When you think of how banks make money, chances are your mind jumps straight to loans — lending out cash and collecting interest.


Welcome to the world of non-funded income — where banks get paid without giving out loans.


💸 So, What Exactly Is Non-Funded Income?

It’s all the revenue banks earn without issuing loans. Think of it as the “fees and services” side of the business. It includes:


  1. 💳 Transaction and ATM fees

  2. 🧾 Monthly account maintenance charges

  3. 🧠 Advisory and wealth management services

  4. 📄 Statement or cheque book issuance

  5. 💱 Forex and currency conversion margins


These may seem like small charges — but in the aggregate, they’re anything but.


Why It Matters

When interest rates fall or economic conditions get shaky, banks tend to pull back on lending. That’s where non-funded income becomes a financial lifeline — a reliable, steady stream that cushions profits when the traditional lending engine sputters.
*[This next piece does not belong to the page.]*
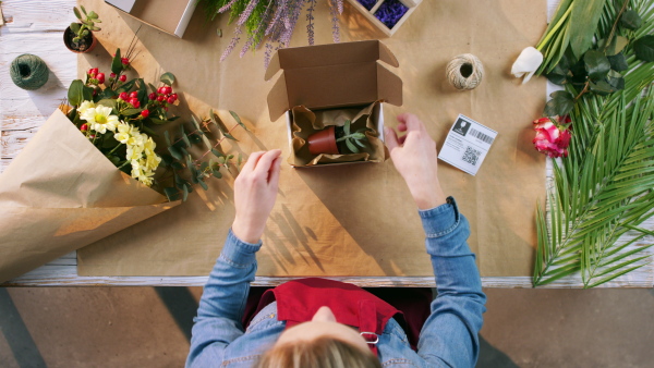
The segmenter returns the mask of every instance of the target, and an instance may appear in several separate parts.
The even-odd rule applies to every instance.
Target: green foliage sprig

How Kenya’s Top Banks Stack Up

We analyzed how much of each bank’s total income in FY 2024 came from non-funded sources. The results? Some banks are acing the diversification game.



🔍 Key Insights:

  1. 🏆 NCBA leads the way with a striking 45% of its income from non-funded streams — thanks in part to its bold moves in digital and mobile banking.

  2. 💼 Equity Bank, the heavyweight in absolute non-funded income (Ksh 85.1B), isn’t far behind at 43.9% — proof that scale and smart diversification can go hand in hand.

  3. 📉 ABSA , sitting at the bottom with 25.8% and still rely heavily on interest-based income.

  4. 🏦 KCB, despite having the highest total income (Ksh 204.9B), gets just 33% from non-funded sources — suggesting room to diversify further.


🧠 What This Means ?

For investors, a strong non-funded income base signals resilience — especially in volatile interest rate environments. It’s a sign that a bank isn’t putting all its eggs in one (loan-shaped) basket.


For consumers, it’s a reminder that even those “minor” bank charges — that Ksh 50 here, that ATM fee there — are a major part of how banks stay profitable.


🚀 Final Thought

In a rapidly changing financial world, the most successful banks won’t just be great lenders. They’ll be agile, diversified, and service-driven — finding smart ways to generate value beyond interest. Because in banking, as in business, the best strategy is not putting all your income in one stream.